The bill earns points for its clear drafting and practical approach. Some may question its broad deference to the FTC, but others may consider this a practical solution that accounts for the risk of Congressional inaction. We scored the bill optimistically because we anticipate the Commission’s influence on the legislation and final regulations will be positive.
It receives a grade of 57/100.
The American Data Dissemination Act (ADD Act) has two main components: first, it imposes deadlines for privacy regulation to occur; and second, it provides some general contours (perhaps too general) for that regulation. It delegates significant rule-making authority about key privacy standards to the Federal Trade Commission (the FTC). More specifically,
1. The ADD Act sets a firm timetable for Congress to either enact federal privacy legislation or to alternatively (and passively if additional legislation does not pass) grant broad regulatory authority to the FTC. Moreover, the Act provides that regulations it authorizes will broadly preempt state privacy laws. In order to encourage legislation, the FTC would:
- In six months, propose “privacy requirements” for Congressional consideration as legislation;
- In an additional 12-15 months, submit to Congress “detailed recommendations” (that could essentially be draft regulations) regarding those privacy requirements; and
- If Congress does not enact similar legislation within 12-15 months of receiving the “detailed recommendations” (totaling no more than 27 months after enactment of the ADD Act), publish “final regulations” that impose those privacy requirements.

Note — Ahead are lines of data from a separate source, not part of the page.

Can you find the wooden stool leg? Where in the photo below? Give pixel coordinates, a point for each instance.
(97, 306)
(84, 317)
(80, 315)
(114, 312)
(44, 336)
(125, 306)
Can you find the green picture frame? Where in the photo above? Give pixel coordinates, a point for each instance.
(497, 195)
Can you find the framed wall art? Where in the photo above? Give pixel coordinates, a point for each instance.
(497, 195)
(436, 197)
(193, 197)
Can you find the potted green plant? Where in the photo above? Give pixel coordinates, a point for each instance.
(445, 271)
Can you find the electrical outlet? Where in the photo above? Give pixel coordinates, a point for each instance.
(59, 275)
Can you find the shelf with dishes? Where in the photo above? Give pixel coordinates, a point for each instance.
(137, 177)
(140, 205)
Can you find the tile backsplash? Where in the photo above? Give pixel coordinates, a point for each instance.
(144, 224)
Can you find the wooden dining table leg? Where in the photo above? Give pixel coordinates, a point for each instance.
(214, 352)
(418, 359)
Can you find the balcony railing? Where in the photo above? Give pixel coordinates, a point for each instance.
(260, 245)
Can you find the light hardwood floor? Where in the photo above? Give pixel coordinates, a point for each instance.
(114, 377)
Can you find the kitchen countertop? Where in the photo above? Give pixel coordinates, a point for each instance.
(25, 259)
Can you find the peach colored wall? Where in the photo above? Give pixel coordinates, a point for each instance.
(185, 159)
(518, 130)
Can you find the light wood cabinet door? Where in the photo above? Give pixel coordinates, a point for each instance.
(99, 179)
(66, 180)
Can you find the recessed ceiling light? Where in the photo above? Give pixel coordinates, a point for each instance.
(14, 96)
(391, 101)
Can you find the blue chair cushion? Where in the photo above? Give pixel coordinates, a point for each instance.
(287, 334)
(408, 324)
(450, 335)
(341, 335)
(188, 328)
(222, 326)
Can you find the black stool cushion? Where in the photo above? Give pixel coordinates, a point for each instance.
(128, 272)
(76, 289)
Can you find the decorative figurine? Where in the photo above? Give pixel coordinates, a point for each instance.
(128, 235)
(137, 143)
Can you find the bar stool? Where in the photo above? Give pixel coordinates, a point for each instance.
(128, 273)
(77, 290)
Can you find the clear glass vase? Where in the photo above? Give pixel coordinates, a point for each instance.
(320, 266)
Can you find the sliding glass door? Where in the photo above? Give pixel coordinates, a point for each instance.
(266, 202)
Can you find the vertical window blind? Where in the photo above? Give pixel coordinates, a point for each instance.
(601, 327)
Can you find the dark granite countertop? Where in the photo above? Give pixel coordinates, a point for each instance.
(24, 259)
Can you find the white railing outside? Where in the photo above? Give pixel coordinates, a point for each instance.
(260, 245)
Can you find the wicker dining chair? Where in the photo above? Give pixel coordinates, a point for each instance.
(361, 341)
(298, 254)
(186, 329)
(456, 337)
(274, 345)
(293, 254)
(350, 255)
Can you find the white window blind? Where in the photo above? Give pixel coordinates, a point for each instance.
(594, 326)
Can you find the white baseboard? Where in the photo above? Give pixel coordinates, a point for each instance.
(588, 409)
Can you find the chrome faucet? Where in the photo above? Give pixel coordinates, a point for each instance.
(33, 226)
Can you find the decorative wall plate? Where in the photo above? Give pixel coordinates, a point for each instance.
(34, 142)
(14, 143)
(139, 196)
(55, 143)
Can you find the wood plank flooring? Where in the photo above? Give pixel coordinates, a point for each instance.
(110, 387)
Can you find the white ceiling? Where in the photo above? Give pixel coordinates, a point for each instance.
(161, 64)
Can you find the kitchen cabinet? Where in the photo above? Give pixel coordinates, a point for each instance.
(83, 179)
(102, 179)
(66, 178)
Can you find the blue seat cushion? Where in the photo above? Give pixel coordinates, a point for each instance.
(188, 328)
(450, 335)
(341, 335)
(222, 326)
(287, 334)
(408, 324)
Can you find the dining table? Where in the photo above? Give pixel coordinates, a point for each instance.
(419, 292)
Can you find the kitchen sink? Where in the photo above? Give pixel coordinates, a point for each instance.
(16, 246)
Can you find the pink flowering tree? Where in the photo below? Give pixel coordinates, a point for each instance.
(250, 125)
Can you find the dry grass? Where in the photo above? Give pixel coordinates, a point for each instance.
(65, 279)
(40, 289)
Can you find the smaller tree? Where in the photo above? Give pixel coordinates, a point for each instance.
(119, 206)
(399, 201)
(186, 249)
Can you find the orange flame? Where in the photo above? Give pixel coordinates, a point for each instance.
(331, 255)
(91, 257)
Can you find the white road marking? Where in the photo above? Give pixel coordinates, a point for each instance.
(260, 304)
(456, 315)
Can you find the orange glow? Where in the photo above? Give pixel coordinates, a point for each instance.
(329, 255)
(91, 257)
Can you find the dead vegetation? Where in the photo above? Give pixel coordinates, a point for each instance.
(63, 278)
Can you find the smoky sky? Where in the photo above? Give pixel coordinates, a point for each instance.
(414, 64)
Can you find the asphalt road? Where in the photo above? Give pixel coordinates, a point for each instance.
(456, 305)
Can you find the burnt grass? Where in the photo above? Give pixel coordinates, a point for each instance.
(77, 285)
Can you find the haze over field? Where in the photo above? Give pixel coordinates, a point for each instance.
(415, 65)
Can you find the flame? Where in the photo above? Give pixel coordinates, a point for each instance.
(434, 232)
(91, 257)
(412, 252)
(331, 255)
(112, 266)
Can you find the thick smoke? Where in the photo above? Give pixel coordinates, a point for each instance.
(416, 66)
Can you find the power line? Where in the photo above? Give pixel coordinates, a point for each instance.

2. As for general contours of regulation, in the absence of more detailed legislation the ADD Act provides that federal privacy regulation will utilize the framework of the Privacy Act of 1974; will exempt activities that are already covered by industry-specific statutes governed by the FTC (notably the health care and education industries and potentially the financial and digital publishing industries); will exempt small businesses; and will preempt many state laws or their relevant provisions.
The Act provides a useful start in how to think about access to and deletion of personal information held by companies and has several key characteristics of a reasonable and enforceable federal privacy bill. Perhaps surprisingly, the ADD Act does not directly address consumer notice and consent or require FTC regulations to address those issues. (Nevertheless, the FTC could address those issues, if they think the Privacy Act provides enough relevant guidance.) Nor does it address whether any particular categories of data should be deemed sensitive and subject to higher levels of care, notice or consent. Some may think these omissions make the ADD Act insufficiently comprehensive to satisfy consumer concerns about privacy, but the omissions may empower the FTC to regulate broadly and satisfy many constituencies.
Clear Terms: Terminology should be clear to avoid confusion, inconsistency and disputes. [Score: 7/10]
Specific Harms: Legislation should focus on specific harms and outcomes. [Score: 5/10]
Helpful Processes: Required processes and notices should be clearly defined and helpful. [Score: 5/10]
Notably, the ADD Act’s requirement for rules to permit consumers to “amend” their records may be unnecessary as the Fair Credit Reporting Act already permits consumers to make corrections (e.g., when records may be used to determine eligibility for credit, tenancy, employment or insurance).
Not Retroactive: Legislation should not be retroactive – new rules should not apply to previously lawfully collected data. [Score: 5/10]
Not Harmful: Legislation should not inhibit beneficial data models and uses. [Score: 6/10]
Free Speech: Legislation should not inhibit freedom of expression or government transparency. [Score: 5/10]
Simple Consents: Consent standards should be clear for organizations and promote clarity for consumers. [Score: 3/10]
International Commerce: International commerce and cooperation should not be inhibited. [Score: 7/10]
Fair Enforcement: Enforcement provisions should be responsible and trustworthy; not chilling or anti-competitive. [Score: 7/10]
Small Enterprises: Small organizations should not be prejudiced by impractical or anti-competitive burdens. [Score: 7/10]
“9-10” means the legislation thoughtfully accounts for the concern.
“7-8” means that, with adjustments, it can likely account for the concern.
“5-6” means it is neutral on the matter, or that any concerns can be readily cured or mitigated.
“3-4” means that causes confusion or concern, but not in as widespread a manner as a “1” rating.
“1-2” means that it is poorly drafted or considered, and likely generates more confusion or problems than it cures.